Building on Foundations: Eddie’s Departure and Australian Rugby’s Recovery from Rock Bottom

Eddie Jones treated the players and fans badly. They didn’t deserve it. I was one who watched the Wallabies at the World Cup. I saw the crowd booing Eddie. They were having fun doing it. Now I want to boo Eddie too, but for better reasons. Hamish McLennan went down with Eddie. He got Australian Rugby through a tough time. He was egoistic like Eddie. It was sad to see them both making excuses and riding into the sunset. Good luck in Japan, Eddie, and don’t come back!

Over the past few years, being a rugby union fan in Australia has been tough. The game nearly went amateur during the pandemic. We had historic losses. I once hoped for an upswing to come soon, but it never did. Now, I think we might be on the cusp of change. This situation has shown Australia’s root issues more than ever before. I hope this is the darkest moment before dawn. I see opportunities for Australian rugby moving forward.

With the France debacle behind us and a new head of Rugby Australia, it is a chance to reset. A new director of high performance and coach are impending. Hopefully, we can see positive changes ahead. A new clear identity could inform the style of play and empower the players.

The push for centralization is also key. All states and territories need to give up control for the performance and contract management.

It is time to build our internal pathways, strengthen coaching skills, and recognize the openness and passion in the Australian rugby community.

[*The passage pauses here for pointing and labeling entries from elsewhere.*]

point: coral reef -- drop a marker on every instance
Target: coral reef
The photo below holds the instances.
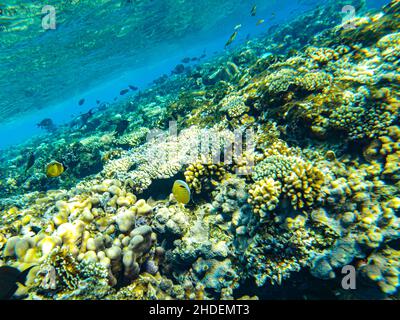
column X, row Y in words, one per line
column 317, row 189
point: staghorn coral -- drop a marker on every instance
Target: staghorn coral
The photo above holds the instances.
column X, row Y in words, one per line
column 164, row 156
column 204, row 173
column 264, row 196
column 304, row 185
column 382, row 268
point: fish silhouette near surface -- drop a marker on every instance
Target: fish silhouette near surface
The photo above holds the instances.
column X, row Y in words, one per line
column 232, row 38
column 9, row 279
column 121, row 127
column 30, row 162
column 253, row 11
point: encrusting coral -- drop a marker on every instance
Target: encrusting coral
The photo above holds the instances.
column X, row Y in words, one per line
column 317, row 191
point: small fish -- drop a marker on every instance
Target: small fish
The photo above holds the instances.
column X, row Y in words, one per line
column 47, row 124
column 253, row 11
column 180, row 68
column 9, row 279
column 30, row 162
column 232, row 38
column 181, row 191
column 259, row 22
column 54, row 169
column 121, row 127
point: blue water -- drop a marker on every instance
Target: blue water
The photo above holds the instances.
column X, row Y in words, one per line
column 157, row 58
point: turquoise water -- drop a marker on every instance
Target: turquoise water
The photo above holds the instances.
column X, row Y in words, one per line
column 100, row 46
column 208, row 150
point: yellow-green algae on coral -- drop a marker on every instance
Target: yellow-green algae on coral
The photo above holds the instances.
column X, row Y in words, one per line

Centralization is a must-have. We don’t have the resources, but we do have the talent. We can learn from other countries and develop our talent overseas, just like South Africa did when they won back-to-back World Cups.

The World Cup gave experience to our young talent. Now, we need to see their growth and improvement.

We have exciting player talent and a good coach stock. Focus is needed on the development of community coaches. The goal is to turn over every stone for Australian Rugby.

With a Lions Tour in 2025, a men’s World Cup in 2027, and a women’s World Cup in 2029, we have clear targets to aim for. This gives us a common goal and urgency to develop Australian Rugby. Let’s all get behind the Wallabies and Wallaroos in the next decade and showcase the value of the game to new fans.